Жизнь в городах для бедняков была не лучше, даже для тех, у кого была работа. «В Шанхае, – писал американский журналист, живший в этом городе, – по утрам сбор безжизненных тел детей-рабочих у фабричных ворот является привычным, обыденным делом». Бедняков также угнетали жадные сборщики налогов и бюрократы. В Харбине традиционными причитаниями нищих были такие: «Подайте! Подайте! И вы станете богаты! Вы станете чиновником!».
Иногда эти причитания сменялись другими: «Пусть вы разбогатеете! Пусть вы станете генералом!». Их врожденный фатализм был так глубок, что ни о каких реальных социальных изменениях не могло быть и речи.

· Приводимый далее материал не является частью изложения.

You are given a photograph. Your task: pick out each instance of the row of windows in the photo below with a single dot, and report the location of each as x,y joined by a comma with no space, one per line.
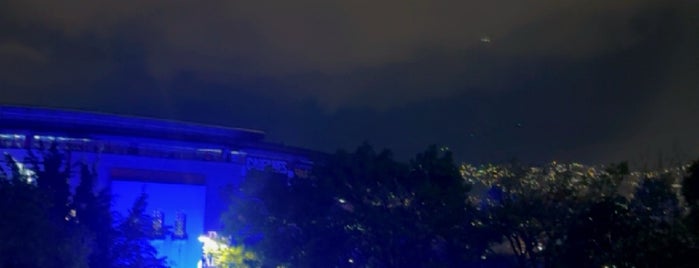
19,141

Революция 1911 г., сокрушившая династию Цин и приведшая к созданию республики доктора Сунь Ятсена, была по сути своей городской революцией среднего класса. Таковым же поначалу был и китайский национализм, порожденный очевидными намерениями Японии воспользоваться слабостью страны.
Ван Цзинвэй, ставший на короткое время лидером Гоминьдана после смерти Сунь Ятсена в 1924 г., был главным соперником находящегося на подъеме генерала Чан Кайши. Чан Кайши, гордый и немного страдающий манией преследования, был крайне амбициозным политическим деятелем, твердо настроенным стать великим китайским лидером. Худой, лысый, с аккуратными, по-военному подстриженными усами, он был очень опытным политическим деятелем, но не всегда хорошим главнокомандующим. Он был руководителем военной академии Вампу, и верные ему ученики назначались на ключевые должности. Однако из-за непрекращающейся внутренней борьбы в рядах Национально-революционной армии, а также вражды между различными союзными полевыми командирами, Чан Кайши старался командовать своими военными формированиями издалека, что приводило к путанице и многочисленным задержкам.